The survey discusses Relay For Life at length, including our $49 million, or 17.56 percent, decline from 2016 to 2017.  "The campaign, however, was much more efficient than it was in previous years. The American Cancer Society reported that it produced 930 fewer Relay For Life events in 2017 than the 4,500 it produced just one year earlier. With that smaller footprint, each Relay For Life participant raised an average of $115 in 2017 — up more than 11 percent compared with the $103.33 the average participant raised in 2016. At the same time, the organization is working to cultivate a number of smaller, more nimble programs." It then goes on to talk about the success of Real Men Wear Pink, which raised $7 million last year, up from $5.5 million in 2016.

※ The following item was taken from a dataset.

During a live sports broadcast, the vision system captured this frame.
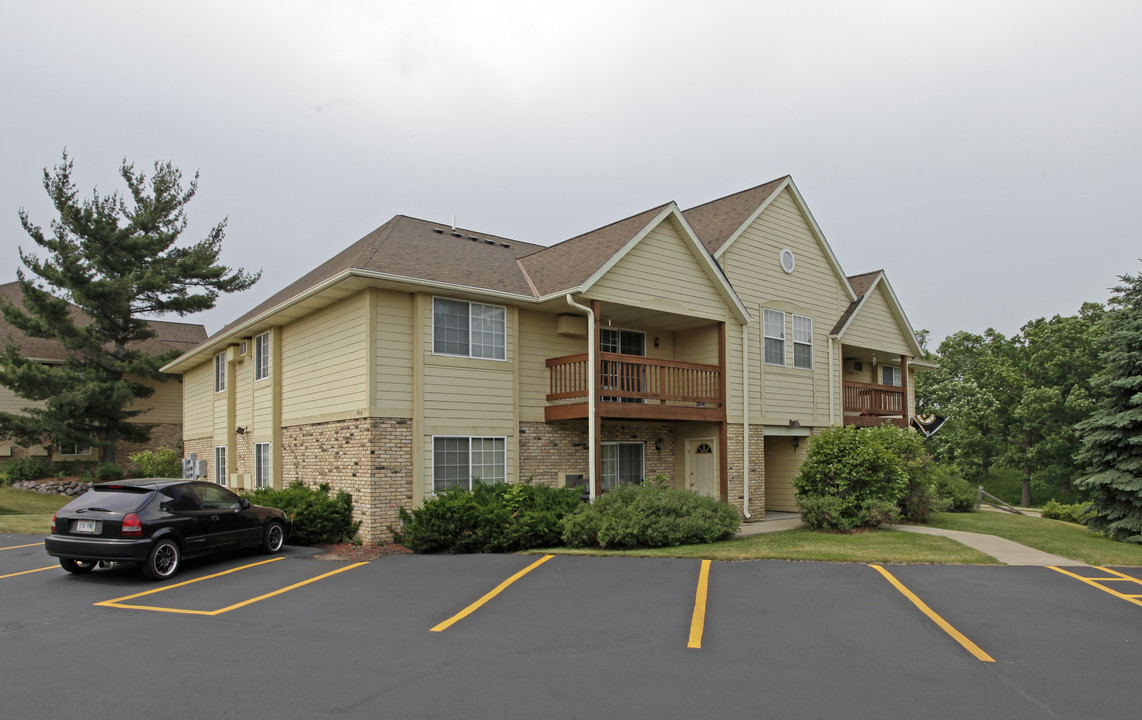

"Today, success is measured by your strategy and your ability to meet your key audiences where they are with programs that connect with them. Because of that, we're seeing a number of leading nonprofits move away from having one or two signature events, and toward a portfolio of campaigns that give their constituents a variety of ways to participate and support the organization," said Donna Wilkins, founder of Charity Dynamics.

Here are some other interesting tidbits:

  • Making Strides has now passed Komen Race for the Cure in terms of revenue. Susan G. Komen for the Cure, which had two events in the rankings, faced significant decreases in both campaigns. The Komen Race for the Cure series, which raised about $61 million, saw revenues decline nearly 19 percent from 2016. The Komen 3-Day event raised $16 million in 2017, down just over 19 percent. In both cases, the charity held the same number of events as in 2016.  Komen has dropped to 10th place and could possibly be out of the top 10 events next year. 
  • Relay is still nearly twice as big as the Heart Walk in terms of revenue. Heart is down overall this year. Between their youth programs and the Heart Walk, they posted a combined 11.7% decline. That wipes out much of the combined 13.9% increase they reported last year.
  • Walk to End Alzheimer's posted a second consecutive year of growth.
  • The Pan-Mass Challenge, a bike-athon to support Boston's Dana-Farber Cancer Institute, raised $57 million in 2017, making it the largest single event based on participants' fundraising in America. It enjoyed a nearly 14 percent increase over 2016's total.
  • Children's Miracle Network Hospital's dance marathons raised almost $39 million in 2017, growing nearly 20 percent, faster than any other campaign in the top 30. It also saw the biggest jump in the number of participants from year to year, at 20 percent.
  • Memorial Sloan-Kettering Cancer Center's Cycle for Survival increased more than 13 percent last year, for a total of $34 million. The event is one in which teams of four participants ride stationary bikes in back-to-back 50-minute sessions.
  • The Leukemia & Lymphoma Society sustained the biggest drop in donations. Its Team in Training events raised just over $24 million in 2017, a drop of nearly 28 percent. However, the charity's Light the Night events increased 8 percent in 2017, to $74 million, even as the charity held 10 fewer of the events last year than in 2016.
  • The American Diabetes Association, which held five fewer Tour de Cure events in 2017 than it had the previous year, saw revenue drop about 21 percent.

PHOTO: Pictured in the smaller photo, left to right, are Maria Clark and Susan Petre.